Any guidance would be greatly appreciated. Thanks!

- College Chemistry/Lab Math -
**James**, Sunday, March 17, 2013 at 1:48pmSorry, in my 3rd step it should be "(.5ml)/(1)"

- College Chemistry/Lab Math -
**Devron**, Sunday, March 17, 2013 at 3:12pmThis is good, but mass/volume %= (g/mL)*100

So,

(0.10 % w/v)/100 = 0.001 g gold (in 1 ml)

And so,

(0.001g gold)/(1 ml + 9 ml) = 0.0001g of gold/mL

****Don't worry about mass/volume % at this point.

But now you have a solution that is 0.0001g of gold/mL

You remove 0.5mL of solution and add it to 0.10 mL of serum.

How much gold is in a total volume of 0.60 mL?
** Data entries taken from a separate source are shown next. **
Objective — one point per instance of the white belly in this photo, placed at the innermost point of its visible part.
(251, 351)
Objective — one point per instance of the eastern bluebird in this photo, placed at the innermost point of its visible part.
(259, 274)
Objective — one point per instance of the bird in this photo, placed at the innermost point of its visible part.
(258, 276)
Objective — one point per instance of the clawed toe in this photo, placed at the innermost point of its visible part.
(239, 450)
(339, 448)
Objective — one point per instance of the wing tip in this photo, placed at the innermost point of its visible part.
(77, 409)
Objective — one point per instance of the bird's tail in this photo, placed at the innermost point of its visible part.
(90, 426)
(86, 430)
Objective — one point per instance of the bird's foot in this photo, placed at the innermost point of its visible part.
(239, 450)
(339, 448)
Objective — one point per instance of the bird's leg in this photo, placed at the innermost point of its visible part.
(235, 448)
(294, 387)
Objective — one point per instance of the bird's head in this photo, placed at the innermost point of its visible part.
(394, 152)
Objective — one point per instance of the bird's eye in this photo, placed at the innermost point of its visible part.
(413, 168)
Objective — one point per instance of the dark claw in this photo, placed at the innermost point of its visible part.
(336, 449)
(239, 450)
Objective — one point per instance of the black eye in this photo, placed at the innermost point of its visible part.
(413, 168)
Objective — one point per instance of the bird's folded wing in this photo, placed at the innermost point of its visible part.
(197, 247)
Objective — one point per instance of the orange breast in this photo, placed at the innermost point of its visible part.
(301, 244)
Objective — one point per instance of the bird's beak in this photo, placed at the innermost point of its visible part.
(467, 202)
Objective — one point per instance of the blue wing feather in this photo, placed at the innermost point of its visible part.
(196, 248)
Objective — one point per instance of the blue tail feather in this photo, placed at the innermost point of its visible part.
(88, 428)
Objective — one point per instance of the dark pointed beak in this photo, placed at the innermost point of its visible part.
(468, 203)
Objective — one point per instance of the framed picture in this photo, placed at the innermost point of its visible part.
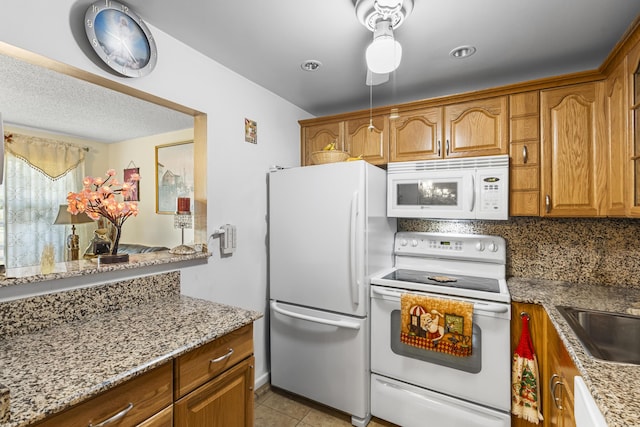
(174, 175)
(134, 194)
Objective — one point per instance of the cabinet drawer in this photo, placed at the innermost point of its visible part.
(200, 365)
(161, 419)
(132, 402)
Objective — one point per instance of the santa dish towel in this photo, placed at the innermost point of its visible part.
(525, 387)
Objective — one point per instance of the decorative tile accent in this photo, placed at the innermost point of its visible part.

0.0001g of gold/mL *(0.10mL)=0.00001g of gold

Your new concentration will be

0.00001g of gold/total volume=0.00001g of gold/0.60mL=1.67 x 10^-5 g of gold/mL

or 1.67 x 10^-5 g of gold/mL*(100)=1.67 x 10^-3 % m/v

So, each test uses 0.00001g of gold

0.00001g of gold*(1 troy ounce)/(33.8 g gold) = 2.96 x 10^-7 troy ounces of gold in the final solution

(2.96 x 10^-7)* ($380/oz) = $1.12 x 10^-4

The test isn't that expensive. - College Chemistry/Lab Math -
**James**, Sunday, March 17, 2013 at 6:35pmWhy did you multiply 0.0001g of gold/mL by 0.10mL? Shouldnt it be .50 mL? I say this because .10 is the volume of serum added, which does not contribute to the total amount of gold in the final solution.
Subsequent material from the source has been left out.